When we need a chicken dinner on the fly, oven-roasted chicken thighs are what we turn to most. They’re more flavorful than lean breasts, meatier than drumsticks, and, thanks to their uniform size and thickness, less prone to overcooking than either of the above, which eliminates any need for brining or salting. The only catch? The fat underneath the skin that helps keep the meat moist during cooking often leads to flabby skin. We wanted to come up with a quick recipe for thighs sheathed in crackling skin—without sacrificing the succulent, tender meat.–America’s Test Kitchen
LC A Little Chicken Bling Note
So, um, the authors of this oven-roasted chicken thighs recipe—that is, the venerable folks at Cook’s Illustrated—suggest the chicken be served plain. And there’s nothing wrong with that. After all, they’re more flavorful than breasts, meatier than drumsticks, and crisper-skinned yet juicier than perhaps any other thighs you’ve encountered. We should, however, note that they did suggest, as an afterthought, a salsa or chutney on the side. Hmmm. We’d like to take things a little further than that in terms of chicken bling. We’re thinking a dribble of barbecue sauce—whether North Carolina ‘cue or Texas-style or spicy bourbon. Maybe some chimichurri. What about coating the thighs with a spice rub instead of just salt and pepper? Or spooning some pico de gallo on top and passing some homemade tortillas on the side? Some Sriracha, perhaps? The options are, quite literally, almost endless. What you decide to do is your business…unless you care to let us know in a comment below.
Oven-Roasted Chicken Thighs Recipe
- Quick Glance
- 5 M
- 45 M
- Serves 4
- 8 bone-in, skin-on chicken thighs (6 to 8 ounces each)
- 1 1/4 teaspoons sea salt
- Freshly ground black pepper
- Mild olive oil
- 1. Adjust the oven racks to the middle and lowest positions and heat the oven to 450°F (232°C). Place a rimmed baking sheet on the lower oven rack.
- 2. Pat the chicken dry with paper towels. For best results, trim all visible fat from the thighs. Using the tip of a paring knife or a metal skewer, poke the skin side of the chicken thighs 10 to 12 times. Lightly rub the chicken thighs on all sides with a little olive oil and season with salt and pepper.
- 3. Place the chicken thighs, skin side down, on the preheated baking sheet. Return the sheet to the lower rack. Roast the chicken thighs until the skin begins to brown and the meat registers 160°F (71°C), 20 to 25 minutes, rotating the sheet once halfway through cooking. Remove the chicken from the oven and heat the broiler. Carefully pour the rendered chicken fat from the baking sheet into a small dish. Let it cool and then cover and refrigerate it for another use or toss it in the trash.

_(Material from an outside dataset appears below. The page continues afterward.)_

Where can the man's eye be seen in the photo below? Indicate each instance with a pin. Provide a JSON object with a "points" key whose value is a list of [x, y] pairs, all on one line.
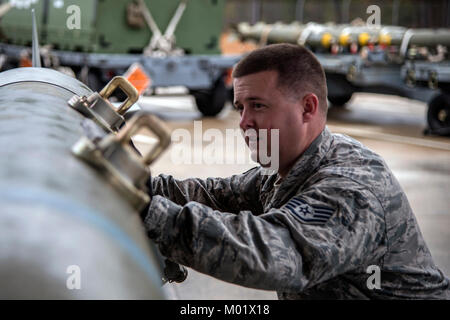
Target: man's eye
{"points": [[238, 108]]}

- 4. While the broiler heats, flip the chicken skin side up. Broil the chicken on the upper rack until the skin is crisp and well browned and the meat registers 175°F (79°C), 3 to 5 minutes, rotating the sheet as needed for even browning. Transfer the chicken to a platter or individual plates and let rest for 5 minutes before tucking into the moistest, crispest chicken thighs ever.